Xu Bing was born in Chongqing, China in 1955, and grew up in Beijing. He entered the Printmaking Department of the Central Academy of Fine Arts, Beijing (CAFA) where he completed his bachelor's degree in 1981. In 1990, he moved to the United States. Xu returned to China in 2007 and has served as the Vice Principal as well as Professor in the Central Academy of Fine Arts (CAFA). His works have been exhibited at the Metropolitan Museum of Art (New York), the British Museum (London), Victoria and Albert Museum (London), Museum of Modern Art (New York), Massachusetts Museum of Contemporary Art (MASS MoCA), and several Venice Biennales.

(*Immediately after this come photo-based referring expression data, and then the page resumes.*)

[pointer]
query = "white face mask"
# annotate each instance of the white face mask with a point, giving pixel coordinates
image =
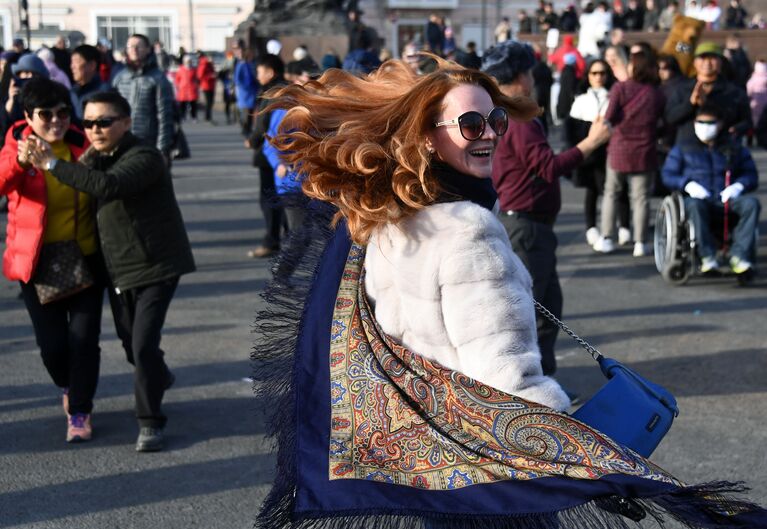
(706, 131)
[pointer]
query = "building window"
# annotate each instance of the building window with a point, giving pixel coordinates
(118, 28)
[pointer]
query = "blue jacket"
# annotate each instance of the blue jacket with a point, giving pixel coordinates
(693, 160)
(246, 85)
(291, 182)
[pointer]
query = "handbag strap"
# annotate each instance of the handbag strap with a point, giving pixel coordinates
(77, 211)
(593, 351)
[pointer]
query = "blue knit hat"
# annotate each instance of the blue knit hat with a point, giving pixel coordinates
(507, 60)
(30, 63)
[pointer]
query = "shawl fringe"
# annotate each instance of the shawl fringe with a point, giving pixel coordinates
(277, 328)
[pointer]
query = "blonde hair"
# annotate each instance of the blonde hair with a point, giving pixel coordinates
(361, 142)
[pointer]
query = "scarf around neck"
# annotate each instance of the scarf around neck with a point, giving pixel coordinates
(456, 186)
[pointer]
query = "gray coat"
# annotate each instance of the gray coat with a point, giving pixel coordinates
(150, 96)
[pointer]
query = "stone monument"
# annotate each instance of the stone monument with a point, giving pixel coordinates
(314, 23)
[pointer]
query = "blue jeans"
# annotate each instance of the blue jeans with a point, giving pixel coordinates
(742, 237)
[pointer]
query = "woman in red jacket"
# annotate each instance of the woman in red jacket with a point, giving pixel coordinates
(40, 211)
(187, 87)
(206, 73)
(635, 106)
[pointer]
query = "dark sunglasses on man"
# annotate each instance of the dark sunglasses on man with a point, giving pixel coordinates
(103, 123)
(46, 114)
(472, 124)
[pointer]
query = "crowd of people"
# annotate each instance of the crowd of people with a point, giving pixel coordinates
(410, 380)
(622, 113)
(87, 144)
(635, 15)
(633, 126)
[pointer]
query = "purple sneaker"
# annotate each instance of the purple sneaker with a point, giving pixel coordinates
(79, 428)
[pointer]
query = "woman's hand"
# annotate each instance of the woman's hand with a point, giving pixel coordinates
(40, 153)
(23, 151)
(598, 135)
(13, 92)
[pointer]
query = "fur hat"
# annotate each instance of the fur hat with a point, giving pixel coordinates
(507, 60)
(273, 47)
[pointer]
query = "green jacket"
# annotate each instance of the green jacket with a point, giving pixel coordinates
(141, 231)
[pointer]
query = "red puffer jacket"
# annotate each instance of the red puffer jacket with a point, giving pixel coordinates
(187, 86)
(27, 200)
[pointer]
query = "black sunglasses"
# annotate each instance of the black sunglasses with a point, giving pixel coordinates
(103, 123)
(46, 114)
(472, 123)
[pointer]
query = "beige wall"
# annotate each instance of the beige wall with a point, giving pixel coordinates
(213, 20)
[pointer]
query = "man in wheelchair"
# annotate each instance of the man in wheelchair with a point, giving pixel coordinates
(715, 172)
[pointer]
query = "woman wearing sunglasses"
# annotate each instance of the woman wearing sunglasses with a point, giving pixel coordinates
(143, 240)
(400, 361)
(42, 211)
(591, 174)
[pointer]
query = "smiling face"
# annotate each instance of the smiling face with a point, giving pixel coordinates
(473, 158)
(598, 75)
(53, 129)
(105, 138)
(137, 50)
(707, 67)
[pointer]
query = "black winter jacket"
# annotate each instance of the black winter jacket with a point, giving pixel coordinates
(731, 100)
(141, 231)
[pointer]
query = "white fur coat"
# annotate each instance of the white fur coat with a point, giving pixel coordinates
(447, 285)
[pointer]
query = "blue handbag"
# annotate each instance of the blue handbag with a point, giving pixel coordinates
(629, 409)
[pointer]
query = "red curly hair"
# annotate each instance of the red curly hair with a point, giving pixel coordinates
(361, 143)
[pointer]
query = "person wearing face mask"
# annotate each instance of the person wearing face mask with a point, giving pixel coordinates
(401, 367)
(715, 171)
(526, 175)
(708, 87)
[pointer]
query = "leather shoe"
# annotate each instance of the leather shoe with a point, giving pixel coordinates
(171, 380)
(261, 251)
(150, 439)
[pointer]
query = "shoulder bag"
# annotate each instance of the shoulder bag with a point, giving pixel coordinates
(61, 268)
(629, 409)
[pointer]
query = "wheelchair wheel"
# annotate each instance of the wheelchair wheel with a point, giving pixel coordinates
(669, 240)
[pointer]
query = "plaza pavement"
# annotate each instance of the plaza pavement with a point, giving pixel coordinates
(706, 342)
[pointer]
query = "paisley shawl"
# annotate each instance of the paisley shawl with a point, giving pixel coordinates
(400, 418)
(373, 436)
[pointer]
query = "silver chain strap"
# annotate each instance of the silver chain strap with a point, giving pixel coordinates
(595, 354)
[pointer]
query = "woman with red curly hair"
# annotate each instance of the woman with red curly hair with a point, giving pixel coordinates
(410, 328)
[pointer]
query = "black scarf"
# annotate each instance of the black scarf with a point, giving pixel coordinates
(457, 186)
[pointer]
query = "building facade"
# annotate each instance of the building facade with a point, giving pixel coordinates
(193, 24)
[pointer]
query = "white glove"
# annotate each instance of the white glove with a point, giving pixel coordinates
(695, 190)
(731, 191)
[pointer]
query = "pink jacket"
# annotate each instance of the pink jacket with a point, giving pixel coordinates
(187, 85)
(27, 202)
(757, 90)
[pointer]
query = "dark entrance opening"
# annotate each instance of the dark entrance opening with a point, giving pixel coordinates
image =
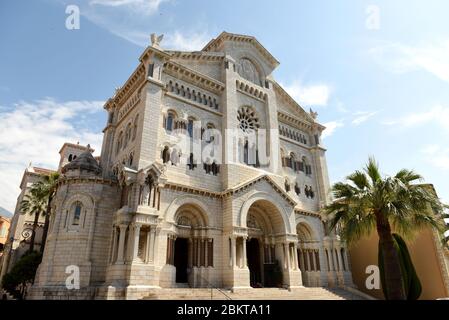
(253, 257)
(181, 259)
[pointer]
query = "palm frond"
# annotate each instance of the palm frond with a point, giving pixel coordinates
(372, 169)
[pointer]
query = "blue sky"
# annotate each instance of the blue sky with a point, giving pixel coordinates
(377, 72)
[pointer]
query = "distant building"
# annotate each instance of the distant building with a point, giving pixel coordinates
(18, 240)
(4, 229)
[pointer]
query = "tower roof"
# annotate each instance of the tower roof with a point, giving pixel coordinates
(85, 161)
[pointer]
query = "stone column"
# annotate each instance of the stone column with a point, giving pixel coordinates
(148, 247)
(152, 243)
(314, 261)
(301, 259)
(329, 257)
(198, 258)
(206, 252)
(114, 244)
(121, 244)
(244, 264)
(287, 252)
(190, 253)
(233, 252)
(340, 259)
(295, 254)
(172, 256)
(136, 241)
(307, 261)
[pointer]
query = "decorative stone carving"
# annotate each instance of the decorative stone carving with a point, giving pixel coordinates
(156, 40)
(184, 221)
(248, 121)
(252, 222)
(248, 71)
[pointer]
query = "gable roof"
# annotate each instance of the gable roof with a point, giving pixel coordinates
(214, 43)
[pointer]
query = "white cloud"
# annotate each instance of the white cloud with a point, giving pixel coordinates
(331, 126)
(145, 7)
(186, 41)
(400, 58)
(437, 156)
(438, 115)
(309, 95)
(362, 116)
(34, 132)
(130, 20)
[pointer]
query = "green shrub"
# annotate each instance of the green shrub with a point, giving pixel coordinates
(22, 274)
(411, 282)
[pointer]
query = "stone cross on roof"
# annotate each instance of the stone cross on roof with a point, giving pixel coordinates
(156, 40)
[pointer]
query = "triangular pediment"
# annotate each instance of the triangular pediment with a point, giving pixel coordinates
(260, 179)
(230, 43)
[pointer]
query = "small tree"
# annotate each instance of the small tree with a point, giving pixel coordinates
(22, 274)
(368, 202)
(34, 203)
(48, 187)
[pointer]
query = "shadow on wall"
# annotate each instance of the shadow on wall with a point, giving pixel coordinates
(424, 254)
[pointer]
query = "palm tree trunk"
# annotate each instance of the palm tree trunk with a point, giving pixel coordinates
(392, 265)
(33, 234)
(46, 225)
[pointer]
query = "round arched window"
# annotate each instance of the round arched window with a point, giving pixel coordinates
(248, 121)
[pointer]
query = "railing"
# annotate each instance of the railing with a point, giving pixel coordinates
(212, 287)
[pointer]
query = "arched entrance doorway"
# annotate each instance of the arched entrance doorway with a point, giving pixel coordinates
(254, 262)
(190, 248)
(264, 249)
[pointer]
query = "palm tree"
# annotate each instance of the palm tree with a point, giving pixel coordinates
(34, 202)
(48, 186)
(367, 201)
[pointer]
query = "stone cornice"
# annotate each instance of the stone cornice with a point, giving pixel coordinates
(134, 81)
(308, 213)
(290, 101)
(189, 75)
(153, 50)
(295, 121)
(226, 36)
(192, 103)
(197, 55)
(96, 180)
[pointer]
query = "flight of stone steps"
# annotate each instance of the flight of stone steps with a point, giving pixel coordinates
(5, 294)
(253, 294)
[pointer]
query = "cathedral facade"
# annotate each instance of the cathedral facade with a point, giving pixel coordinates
(210, 175)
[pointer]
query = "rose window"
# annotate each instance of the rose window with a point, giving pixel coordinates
(248, 121)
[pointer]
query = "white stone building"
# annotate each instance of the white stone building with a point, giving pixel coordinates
(151, 214)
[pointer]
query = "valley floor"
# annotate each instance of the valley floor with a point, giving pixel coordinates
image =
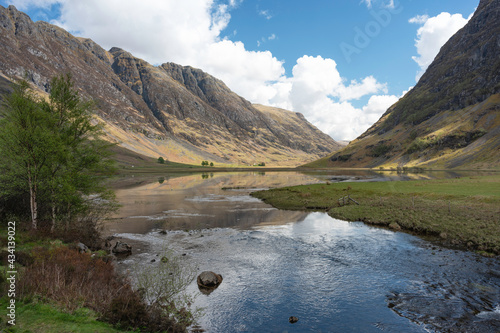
(462, 212)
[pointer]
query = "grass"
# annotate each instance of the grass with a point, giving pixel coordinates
(45, 317)
(463, 212)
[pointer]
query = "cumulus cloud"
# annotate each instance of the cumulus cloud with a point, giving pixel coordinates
(319, 92)
(434, 33)
(188, 32)
(266, 13)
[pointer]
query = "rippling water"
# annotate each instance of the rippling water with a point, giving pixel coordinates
(333, 275)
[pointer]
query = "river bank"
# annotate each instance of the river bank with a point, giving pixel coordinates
(461, 212)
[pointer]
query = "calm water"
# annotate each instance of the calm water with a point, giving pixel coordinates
(333, 275)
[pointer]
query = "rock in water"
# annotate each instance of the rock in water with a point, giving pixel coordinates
(208, 281)
(82, 248)
(122, 248)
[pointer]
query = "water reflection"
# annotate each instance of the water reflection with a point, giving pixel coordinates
(335, 277)
(202, 201)
(211, 200)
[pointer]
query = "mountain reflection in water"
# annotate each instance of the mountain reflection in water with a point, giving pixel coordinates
(333, 275)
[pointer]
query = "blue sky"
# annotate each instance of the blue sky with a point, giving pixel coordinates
(340, 63)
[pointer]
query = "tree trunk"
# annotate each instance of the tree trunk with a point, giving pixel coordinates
(33, 203)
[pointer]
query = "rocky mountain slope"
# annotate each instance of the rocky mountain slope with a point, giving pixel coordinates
(180, 113)
(451, 117)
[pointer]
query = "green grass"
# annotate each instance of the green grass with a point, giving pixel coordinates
(463, 211)
(47, 318)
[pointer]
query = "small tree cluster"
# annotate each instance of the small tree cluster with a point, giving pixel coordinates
(53, 158)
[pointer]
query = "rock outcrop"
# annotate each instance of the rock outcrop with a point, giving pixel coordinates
(451, 117)
(180, 113)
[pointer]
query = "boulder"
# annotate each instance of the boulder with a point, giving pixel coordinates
(122, 248)
(208, 281)
(82, 248)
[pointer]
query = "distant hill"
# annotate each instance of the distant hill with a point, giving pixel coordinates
(451, 118)
(180, 113)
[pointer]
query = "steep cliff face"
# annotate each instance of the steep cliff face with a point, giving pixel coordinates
(177, 112)
(451, 117)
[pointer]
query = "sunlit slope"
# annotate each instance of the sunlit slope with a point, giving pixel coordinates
(450, 119)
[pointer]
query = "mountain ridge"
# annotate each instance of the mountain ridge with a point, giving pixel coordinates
(451, 118)
(177, 112)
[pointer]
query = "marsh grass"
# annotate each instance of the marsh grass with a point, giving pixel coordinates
(464, 211)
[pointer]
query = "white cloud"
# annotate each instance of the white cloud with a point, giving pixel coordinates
(318, 91)
(368, 3)
(266, 13)
(188, 32)
(434, 33)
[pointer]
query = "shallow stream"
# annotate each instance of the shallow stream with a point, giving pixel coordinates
(333, 275)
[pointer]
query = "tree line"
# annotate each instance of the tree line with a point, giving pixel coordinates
(53, 158)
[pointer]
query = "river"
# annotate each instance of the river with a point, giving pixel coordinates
(333, 275)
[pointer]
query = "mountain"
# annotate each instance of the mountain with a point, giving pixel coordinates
(451, 118)
(180, 113)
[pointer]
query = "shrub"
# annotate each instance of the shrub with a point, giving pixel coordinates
(381, 150)
(75, 280)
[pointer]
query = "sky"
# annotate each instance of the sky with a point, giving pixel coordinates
(341, 63)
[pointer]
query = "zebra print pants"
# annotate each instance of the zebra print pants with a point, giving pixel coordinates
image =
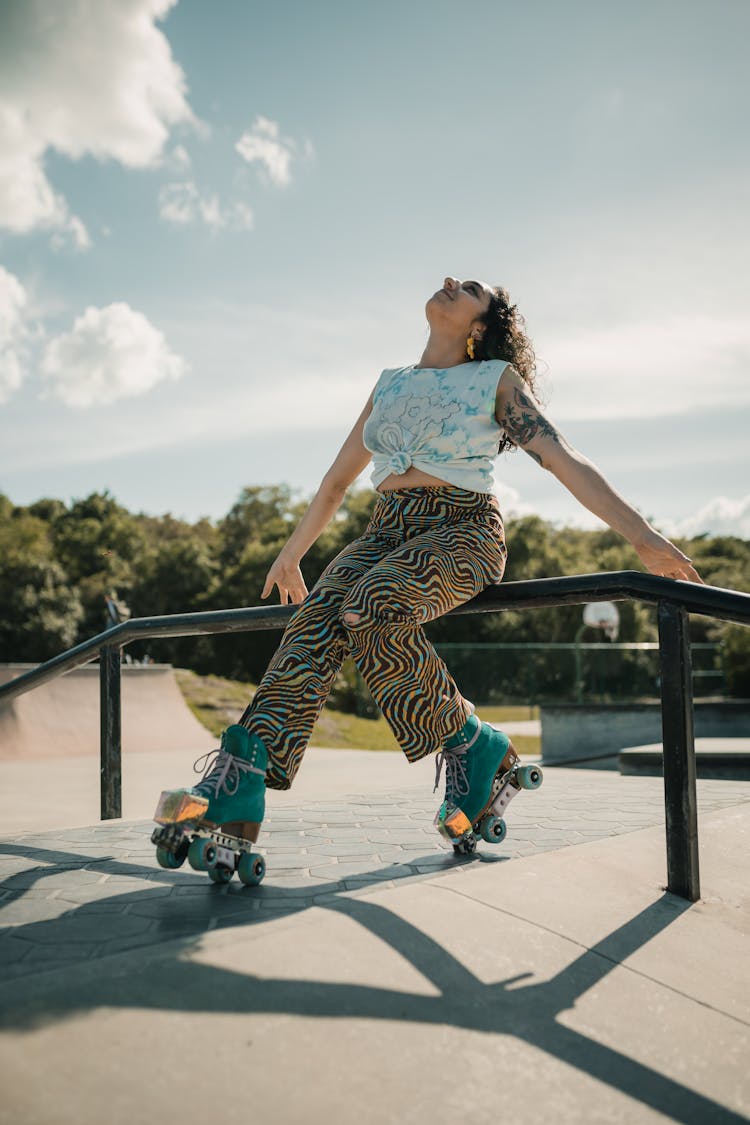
(424, 551)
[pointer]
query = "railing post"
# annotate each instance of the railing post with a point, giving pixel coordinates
(680, 799)
(110, 768)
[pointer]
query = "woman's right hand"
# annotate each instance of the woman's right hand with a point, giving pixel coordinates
(286, 575)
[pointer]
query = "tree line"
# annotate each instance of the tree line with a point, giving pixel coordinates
(59, 563)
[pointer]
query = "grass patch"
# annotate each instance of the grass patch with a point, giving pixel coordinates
(217, 703)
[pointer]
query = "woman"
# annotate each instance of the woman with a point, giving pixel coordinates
(435, 540)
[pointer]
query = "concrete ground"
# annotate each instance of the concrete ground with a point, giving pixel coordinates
(375, 978)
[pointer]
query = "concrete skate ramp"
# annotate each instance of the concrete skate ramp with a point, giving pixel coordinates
(61, 718)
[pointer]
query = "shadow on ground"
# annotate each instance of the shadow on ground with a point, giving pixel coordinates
(162, 914)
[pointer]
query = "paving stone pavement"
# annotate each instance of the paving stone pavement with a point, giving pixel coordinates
(75, 894)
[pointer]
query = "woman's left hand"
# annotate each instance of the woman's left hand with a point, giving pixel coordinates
(661, 557)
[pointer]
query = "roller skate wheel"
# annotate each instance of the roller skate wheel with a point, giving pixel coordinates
(530, 776)
(197, 854)
(493, 829)
(251, 869)
(170, 860)
(219, 874)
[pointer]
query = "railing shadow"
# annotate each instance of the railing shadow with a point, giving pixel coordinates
(516, 1007)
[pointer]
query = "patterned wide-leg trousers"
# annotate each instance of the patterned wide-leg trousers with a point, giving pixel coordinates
(424, 551)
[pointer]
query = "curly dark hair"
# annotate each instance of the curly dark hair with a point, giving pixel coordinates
(505, 338)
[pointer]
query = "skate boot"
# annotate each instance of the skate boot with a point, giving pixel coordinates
(232, 792)
(211, 824)
(479, 762)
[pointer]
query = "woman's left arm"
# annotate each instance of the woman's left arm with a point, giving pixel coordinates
(527, 428)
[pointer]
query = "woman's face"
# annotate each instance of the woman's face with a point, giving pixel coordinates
(459, 304)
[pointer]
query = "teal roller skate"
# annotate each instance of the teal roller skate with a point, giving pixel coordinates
(481, 777)
(211, 824)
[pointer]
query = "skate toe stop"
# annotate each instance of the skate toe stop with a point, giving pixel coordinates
(452, 822)
(178, 804)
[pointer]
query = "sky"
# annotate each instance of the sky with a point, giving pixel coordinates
(219, 222)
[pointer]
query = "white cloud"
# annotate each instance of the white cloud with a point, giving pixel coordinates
(93, 78)
(720, 516)
(182, 204)
(110, 353)
(263, 144)
(12, 305)
(650, 368)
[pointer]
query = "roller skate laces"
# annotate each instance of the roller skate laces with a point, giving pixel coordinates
(222, 773)
(232, 790)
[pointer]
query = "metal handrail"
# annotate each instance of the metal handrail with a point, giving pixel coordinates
(674, 601)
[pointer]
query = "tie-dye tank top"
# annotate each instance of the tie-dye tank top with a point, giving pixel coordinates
(440, 421)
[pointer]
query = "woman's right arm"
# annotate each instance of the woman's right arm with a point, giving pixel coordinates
(352, 458)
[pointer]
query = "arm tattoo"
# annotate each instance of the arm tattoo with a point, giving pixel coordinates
(523, 422)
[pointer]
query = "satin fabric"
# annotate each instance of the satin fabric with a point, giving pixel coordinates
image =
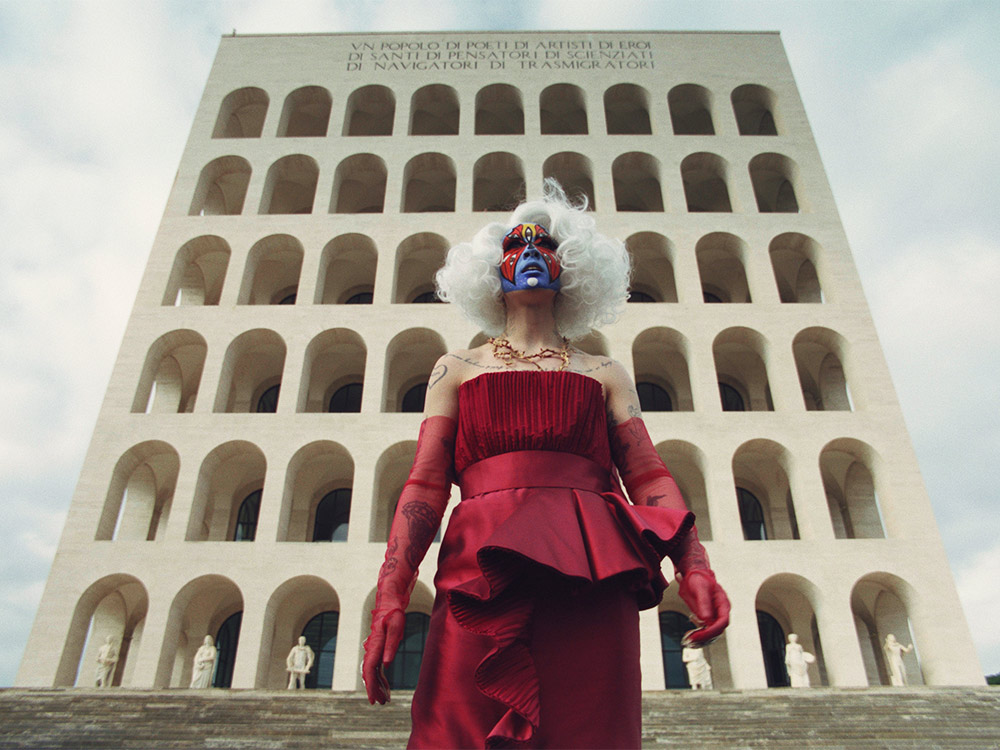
(534, 637)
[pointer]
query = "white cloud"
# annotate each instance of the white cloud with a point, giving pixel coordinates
(98, 99)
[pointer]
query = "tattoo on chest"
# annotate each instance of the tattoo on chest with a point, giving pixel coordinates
(480, 365)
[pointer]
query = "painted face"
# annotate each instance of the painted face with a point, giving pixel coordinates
(529, 259)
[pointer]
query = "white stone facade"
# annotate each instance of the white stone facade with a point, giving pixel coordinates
(329, 166)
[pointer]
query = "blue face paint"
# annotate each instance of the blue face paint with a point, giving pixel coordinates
(529, 260)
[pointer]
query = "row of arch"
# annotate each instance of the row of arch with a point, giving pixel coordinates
(429, 183)
(315, 502)
(273, 269)
(435, 110)
(333, 372)
(116, 606)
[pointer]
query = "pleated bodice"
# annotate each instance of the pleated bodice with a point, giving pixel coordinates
(518, 410)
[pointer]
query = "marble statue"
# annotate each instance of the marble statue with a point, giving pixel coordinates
(107, 657)
(299, 662)
(204, 664)
(699, 671)
(797, 662)
(894, 651)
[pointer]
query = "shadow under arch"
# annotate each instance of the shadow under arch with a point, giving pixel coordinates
(114, 605)
(227, 475)
(687, 463)
(716, 654)
(660, 360)
(409, 357)
(198, 609)
(882, 603)
(138, 500)
(850, 469)
(792, 600)
(762, 467)
(315, 470)
(291, 605)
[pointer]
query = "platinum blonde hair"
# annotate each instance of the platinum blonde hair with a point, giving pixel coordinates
(595, 268)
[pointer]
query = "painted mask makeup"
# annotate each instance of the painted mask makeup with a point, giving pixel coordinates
(529, 259)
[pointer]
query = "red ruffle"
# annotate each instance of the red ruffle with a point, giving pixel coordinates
(581, 536)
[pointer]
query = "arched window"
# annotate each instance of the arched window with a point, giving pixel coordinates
(346, 399)
(413, 401)
(306, 113)
(268, 401)
(626, 110)
(321, 637)
(772, 176)
(691, 110)
(405, 668)
(731, 398)
(226, 641)
(754, 109)
(563, 110)
(751, 515)
(241, 114)
(429, 184)
(673, 626)
(333, 514)
(370, 111)
(222, 187)
(636, 180)
(772, 646)
(434, 111)
(290, 187)
(653, 398)
(499, 111)
(246, 519)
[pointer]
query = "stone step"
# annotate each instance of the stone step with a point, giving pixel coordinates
(820, 718)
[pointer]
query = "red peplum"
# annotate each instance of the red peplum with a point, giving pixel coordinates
(534, 638)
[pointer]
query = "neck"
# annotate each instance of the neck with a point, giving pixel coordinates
(531, 322)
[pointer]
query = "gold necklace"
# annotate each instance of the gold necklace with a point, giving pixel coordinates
(507, 354)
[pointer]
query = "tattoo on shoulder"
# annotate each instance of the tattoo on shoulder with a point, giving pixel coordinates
(436, 374)
(472, 362)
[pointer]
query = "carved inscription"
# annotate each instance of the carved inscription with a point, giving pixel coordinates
(501, 54)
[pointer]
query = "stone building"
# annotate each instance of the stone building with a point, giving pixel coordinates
(262, 414)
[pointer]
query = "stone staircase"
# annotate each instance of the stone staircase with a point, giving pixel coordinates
(821, 718)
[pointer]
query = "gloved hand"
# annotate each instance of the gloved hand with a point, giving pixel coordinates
(648, 482)
(418, 515)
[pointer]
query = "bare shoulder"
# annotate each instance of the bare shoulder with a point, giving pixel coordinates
(608, 371)
(620, 395)
(468, 363)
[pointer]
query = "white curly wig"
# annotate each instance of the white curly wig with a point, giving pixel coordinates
(594, 280)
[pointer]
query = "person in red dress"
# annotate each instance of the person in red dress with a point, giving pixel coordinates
(534, 635)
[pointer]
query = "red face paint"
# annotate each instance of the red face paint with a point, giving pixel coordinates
(521, 238)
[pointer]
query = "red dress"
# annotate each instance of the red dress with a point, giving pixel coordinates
(534, 635)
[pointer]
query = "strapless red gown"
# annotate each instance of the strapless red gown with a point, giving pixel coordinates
(534, 635)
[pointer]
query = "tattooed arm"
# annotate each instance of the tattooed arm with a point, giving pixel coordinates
(648, 482)
(418, 515)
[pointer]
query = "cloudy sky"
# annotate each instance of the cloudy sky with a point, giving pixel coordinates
(97, 97)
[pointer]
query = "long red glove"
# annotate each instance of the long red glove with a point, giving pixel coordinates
(418, 516)
(648, 482)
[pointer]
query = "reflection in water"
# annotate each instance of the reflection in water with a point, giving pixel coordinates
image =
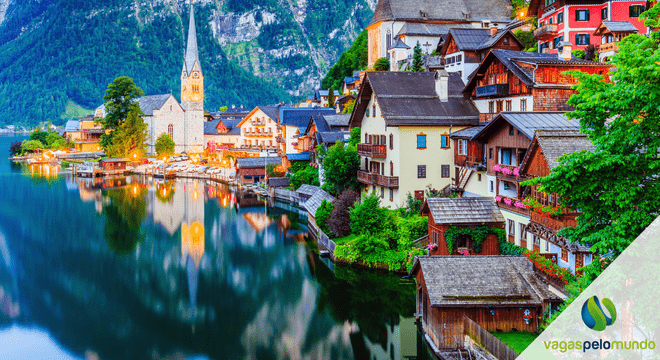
(184, 270)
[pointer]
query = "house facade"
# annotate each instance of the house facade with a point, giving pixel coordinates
(404, 132)
(575, 21)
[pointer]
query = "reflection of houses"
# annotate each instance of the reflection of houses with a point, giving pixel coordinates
(546, 148)
(508, 137)
(499, 293)
(447, 213)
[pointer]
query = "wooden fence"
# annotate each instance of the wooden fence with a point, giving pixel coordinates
(492, 344)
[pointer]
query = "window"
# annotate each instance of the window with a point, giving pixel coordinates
(582, 15)
(512, 228)
(421, 141)
(462, 147)
(444, 171)
(421, 171)
(636, 10)
(582, 39)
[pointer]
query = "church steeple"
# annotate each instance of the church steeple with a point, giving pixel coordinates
(192, 55)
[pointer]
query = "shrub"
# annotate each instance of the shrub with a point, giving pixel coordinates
(368, 217)
(322, 215)
(340, 220)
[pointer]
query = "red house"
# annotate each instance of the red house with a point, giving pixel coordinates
(447, 213)
(575, 21)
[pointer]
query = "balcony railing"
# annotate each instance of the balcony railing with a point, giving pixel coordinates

In 1999, Xu Bing was the recipient of a MacArthur Fellowship. In 2003 Xu Bing was awarded the Fukuoka Asian Culture Prize, and in 2004 he won the first Wales International Visual Art Prize, Artes Mundi. In 2006, the Southern Graphics Council awarded Xu Bing their Lifetime Achievement Award. He was awarded an Honorary Doctor of Humane Letters Degree by Columbia University in 2010.
Dr. Yeewan Koon is an Associate Professor at the University of Hong Kong, Department of Fine Arts. Specializing in Chinese and Japanese art history, Dr. Koon was a fellow at the Metropolitan Museum of Art before taking up her position at the University of Hong Kong. Her research area is Qing paintings, in particular art in early 19th-century Guangdong, including elite ink painting, export art and interregional dynamics between artists, traders, scholars and officials. Her book A Defiant Brush: Su Renshan and the Politics of Painting in Guangdong (2013) examines the work of an unusual artist working at the time of the Opium War. It investigates Guangdong first as a cosmopolitan area where its elite determined a Guangdong identity that fitted into a national narrative then as a place where war leads to questions of what it means to be a socially and morally learned gentleman at this moment of change. Her new project examines issues of copies and replicas as creative acts.